Stromsparen ja – aber nicht beim E-Auto
Kaum ein Lebensbereich, der nicht von den Stromspartipps betroffen ist – ausser die Mobilität. Das Elektroauto ist von den Aufrufen zum Stromsparen in der Schweiz bisher verschont geblieben. Anders beispielsweise in Kalifornien. Dort werden Besitzerinnen von Elektroautos aufgefordert, ihr Auto nur zu bestimmten Zeiten aufzuladen. Das soll das Stromnetz vor einem Zusammenbruch bewahren.
Die Idee schwappte bald in die Schweiz über. Der grüne Nationalrat Kurt Egger forderte gegenüber «20 Minuten»: «Dann, wenn in der Schweiz am meisten Strom gebraucht wird, sollen Elektroautobesitzer ihr Auto nicht laden dürfen!» Und weiter: «Wir müssen jetzt Strom sparen und zwar dort, wo es niemandem wehtut.» Sollen die E-Autofahrer halt auf den ÖV ausweichen.
Zu Besuch am E-Mobilitätstag in Zug
Tatsächlich ist der Stromverbrauch eines Elektroautos nicht unwesentlich. Die meisten Modelle auf dem Markt verbrauchen zwischen 15 und 20 Kilowattstunden Strom auf 100 Kilometer. Das klingt erstmal nach wenig. Doch wer regelmässig mit dem Auto unterwegs ist, legt pro Woche schnell einmal mehr als 100 Kilometer zurück. Aufs Jahr sind das knapp 1000 Kilowattstunden Stromverbrauch. Das entspricht circa einem Viertel des Stromverbrauchs eines 4-Personen-Haushalts in einem Mehrfamilienhaus.

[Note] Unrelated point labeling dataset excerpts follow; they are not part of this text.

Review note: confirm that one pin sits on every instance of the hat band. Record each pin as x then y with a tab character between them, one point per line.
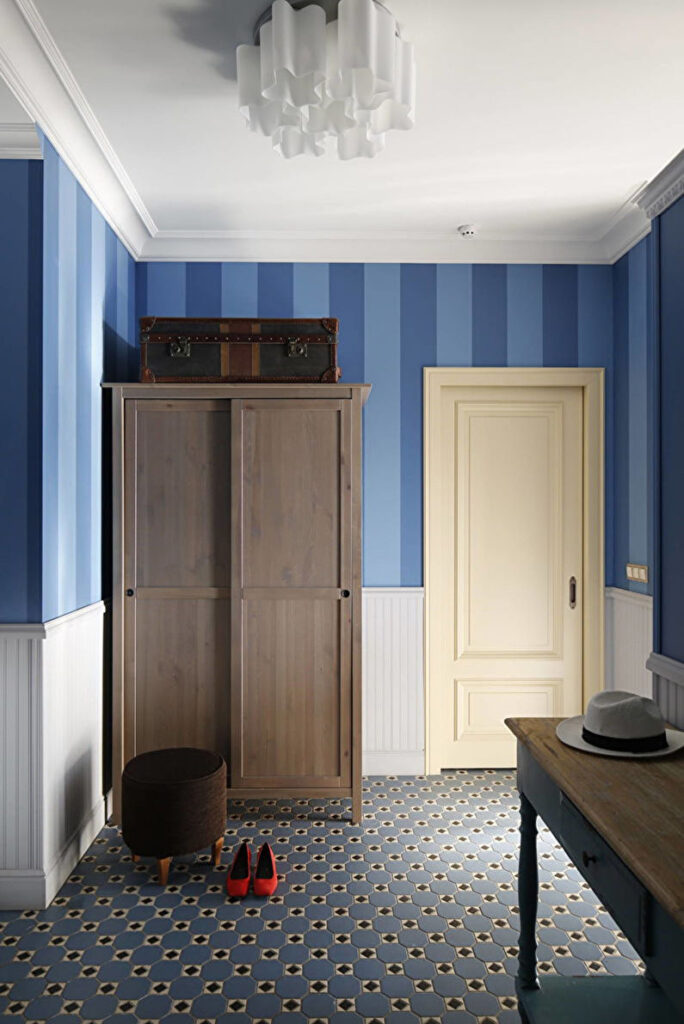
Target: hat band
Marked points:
639	744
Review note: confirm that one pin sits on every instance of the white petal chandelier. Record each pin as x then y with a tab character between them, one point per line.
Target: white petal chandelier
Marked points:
343	73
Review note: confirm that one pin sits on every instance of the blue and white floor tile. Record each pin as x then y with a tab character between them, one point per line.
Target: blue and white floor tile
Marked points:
410	919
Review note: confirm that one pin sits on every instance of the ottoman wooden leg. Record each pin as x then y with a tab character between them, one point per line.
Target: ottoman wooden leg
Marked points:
216	849
163	869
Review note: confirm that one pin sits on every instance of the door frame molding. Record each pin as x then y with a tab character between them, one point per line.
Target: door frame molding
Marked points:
592	381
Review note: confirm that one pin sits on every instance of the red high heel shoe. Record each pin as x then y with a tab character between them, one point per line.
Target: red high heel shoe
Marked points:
265	876
238	882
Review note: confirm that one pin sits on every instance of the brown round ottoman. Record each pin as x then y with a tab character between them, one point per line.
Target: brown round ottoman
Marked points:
173	802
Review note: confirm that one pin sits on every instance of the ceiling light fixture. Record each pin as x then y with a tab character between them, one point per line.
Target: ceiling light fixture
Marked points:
327	70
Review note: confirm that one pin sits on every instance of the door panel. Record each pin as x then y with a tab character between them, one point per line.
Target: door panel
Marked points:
291	689
177	566
182	499
291	495
292	603
181	659
509	529
506	537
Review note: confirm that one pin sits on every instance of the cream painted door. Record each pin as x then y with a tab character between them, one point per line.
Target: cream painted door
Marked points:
505	542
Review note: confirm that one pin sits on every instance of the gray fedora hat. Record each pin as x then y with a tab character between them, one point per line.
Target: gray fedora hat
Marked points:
621	725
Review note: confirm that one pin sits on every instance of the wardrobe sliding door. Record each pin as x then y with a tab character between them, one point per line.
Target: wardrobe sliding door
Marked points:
291	641
176	574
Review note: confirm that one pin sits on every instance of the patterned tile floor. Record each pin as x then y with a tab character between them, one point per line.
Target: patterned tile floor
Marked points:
411	919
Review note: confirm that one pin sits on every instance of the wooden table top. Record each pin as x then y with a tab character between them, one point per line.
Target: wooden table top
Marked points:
637	806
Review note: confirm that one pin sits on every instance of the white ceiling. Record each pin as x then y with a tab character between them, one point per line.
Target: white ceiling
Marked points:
11	112
537	120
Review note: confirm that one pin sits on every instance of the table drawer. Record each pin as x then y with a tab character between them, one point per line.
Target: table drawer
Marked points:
617	889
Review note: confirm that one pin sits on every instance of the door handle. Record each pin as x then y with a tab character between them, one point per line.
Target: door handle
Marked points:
572	592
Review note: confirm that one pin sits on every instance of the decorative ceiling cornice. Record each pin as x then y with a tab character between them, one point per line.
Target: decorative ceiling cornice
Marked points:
19	141
38	75
35	71
665	188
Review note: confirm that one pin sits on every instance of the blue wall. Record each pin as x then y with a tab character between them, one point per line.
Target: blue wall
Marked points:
88	336
394	321
633	414
670	593
20	285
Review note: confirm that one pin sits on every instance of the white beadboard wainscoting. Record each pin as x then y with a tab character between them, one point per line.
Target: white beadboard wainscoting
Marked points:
393	698
669	687
51	804
629	641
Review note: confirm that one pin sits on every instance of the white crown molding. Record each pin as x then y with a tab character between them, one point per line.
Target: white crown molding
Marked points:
37	74
632	226
665	188
350	248
19	141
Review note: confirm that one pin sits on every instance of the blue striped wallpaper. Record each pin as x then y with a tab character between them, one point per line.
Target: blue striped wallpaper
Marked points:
89	335
396	318
633	396
20	284
670	593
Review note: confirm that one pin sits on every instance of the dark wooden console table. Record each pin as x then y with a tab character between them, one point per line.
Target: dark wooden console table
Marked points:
622	823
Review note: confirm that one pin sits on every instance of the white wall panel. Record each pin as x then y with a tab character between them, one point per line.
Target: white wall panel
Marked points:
51	804
393	699
629	623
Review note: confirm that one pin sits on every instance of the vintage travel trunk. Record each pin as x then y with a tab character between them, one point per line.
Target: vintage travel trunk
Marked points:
210	350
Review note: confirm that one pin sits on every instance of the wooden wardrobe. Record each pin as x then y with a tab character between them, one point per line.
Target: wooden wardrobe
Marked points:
237	581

Bleibt der Tesla bei einer Strommangellage also womöglich in der Garage? zentralplus hat sich in der Szene umgehört – am E-Mobilitätstag in Zug.

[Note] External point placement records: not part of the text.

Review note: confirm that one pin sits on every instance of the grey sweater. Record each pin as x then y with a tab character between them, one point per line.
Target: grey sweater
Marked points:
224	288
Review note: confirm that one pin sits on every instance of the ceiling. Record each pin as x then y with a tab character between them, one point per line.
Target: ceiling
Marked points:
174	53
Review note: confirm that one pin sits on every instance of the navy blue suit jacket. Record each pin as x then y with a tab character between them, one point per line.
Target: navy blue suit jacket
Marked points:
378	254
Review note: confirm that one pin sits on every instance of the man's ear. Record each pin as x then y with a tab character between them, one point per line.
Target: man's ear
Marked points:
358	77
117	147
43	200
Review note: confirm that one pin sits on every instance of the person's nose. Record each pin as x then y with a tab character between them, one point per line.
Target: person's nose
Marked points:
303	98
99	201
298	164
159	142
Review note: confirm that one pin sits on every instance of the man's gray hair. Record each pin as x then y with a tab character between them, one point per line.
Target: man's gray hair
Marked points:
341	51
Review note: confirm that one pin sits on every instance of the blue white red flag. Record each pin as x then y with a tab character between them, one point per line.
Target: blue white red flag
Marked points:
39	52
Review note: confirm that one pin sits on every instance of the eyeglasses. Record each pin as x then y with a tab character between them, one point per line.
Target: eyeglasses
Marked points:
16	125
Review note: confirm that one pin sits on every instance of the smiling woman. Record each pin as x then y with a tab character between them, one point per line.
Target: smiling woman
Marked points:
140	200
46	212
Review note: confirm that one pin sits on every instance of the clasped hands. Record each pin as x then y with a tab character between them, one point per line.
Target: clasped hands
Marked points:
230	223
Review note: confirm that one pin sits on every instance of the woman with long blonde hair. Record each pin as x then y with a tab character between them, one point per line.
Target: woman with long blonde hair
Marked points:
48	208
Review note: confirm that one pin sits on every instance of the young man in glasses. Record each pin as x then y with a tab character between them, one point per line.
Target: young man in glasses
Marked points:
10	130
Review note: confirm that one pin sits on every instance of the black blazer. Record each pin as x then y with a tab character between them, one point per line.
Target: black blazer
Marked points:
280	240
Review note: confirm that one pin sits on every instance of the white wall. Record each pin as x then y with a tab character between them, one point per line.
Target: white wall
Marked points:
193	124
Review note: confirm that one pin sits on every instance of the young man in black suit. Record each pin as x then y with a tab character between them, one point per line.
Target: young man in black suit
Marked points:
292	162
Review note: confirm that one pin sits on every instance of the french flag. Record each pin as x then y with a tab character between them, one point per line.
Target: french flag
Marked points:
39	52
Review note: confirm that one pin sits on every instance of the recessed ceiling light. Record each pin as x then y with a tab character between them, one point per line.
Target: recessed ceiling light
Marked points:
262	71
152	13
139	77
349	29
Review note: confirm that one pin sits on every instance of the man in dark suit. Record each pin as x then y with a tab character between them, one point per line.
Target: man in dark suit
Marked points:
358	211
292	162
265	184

«Manche Kunden finden es den falschen Zeitpunkt für den Kauf eines Elektroautos.»
Igor Sesar, Verkaufsberater VW Amag Zug
Hier dreht sich alles um die Elektromobilität. Rund dreissig Unternehmen und Vereine präsentieren ihre Produkte. Es gibt allerhand verschiedene Fahrzeuge – vom E-Scooter über die elektrische Vespa, den Elektro-VW-Bus bis hin zu den schweren E-Autos von Tesla und Audi. Die meisten dieser Autos lassen sich probefahren und auch das Rahmenprogramm widmet sich voll und ganz dem Thema Strom – einzig die Bratwürste am Grillstand werden mit Gas grilliert.
Wie ist die Stimmung an einem solchen Ort, angesichts einer drohenden Strommangellage? Zusammengefasst: Unaufgeregt.
Kunden verschieben Kauf eines neuen Autos
Der Verkaufsberater am Tesla-Stand sagt uns zwar: «Die Energiekrise ist schon ein Thema bei den Kunden. Einige fragen wegen der hohen Strompreise und befürchten, dass sich diese in den Ladekosten fürs Elektroauto niederschlagen.» Der Berater muss in diesen Fällen einräumen, dass ein Ladevorgang im nächsten Jahr zwar teurer wird. Doch ein Elektroauto verbrauche wesentlich weniger Energie auf 100 Kilometer als eines mit Verbrennungsmotor. «Es ist die effizienteste Antriebsart», betont er.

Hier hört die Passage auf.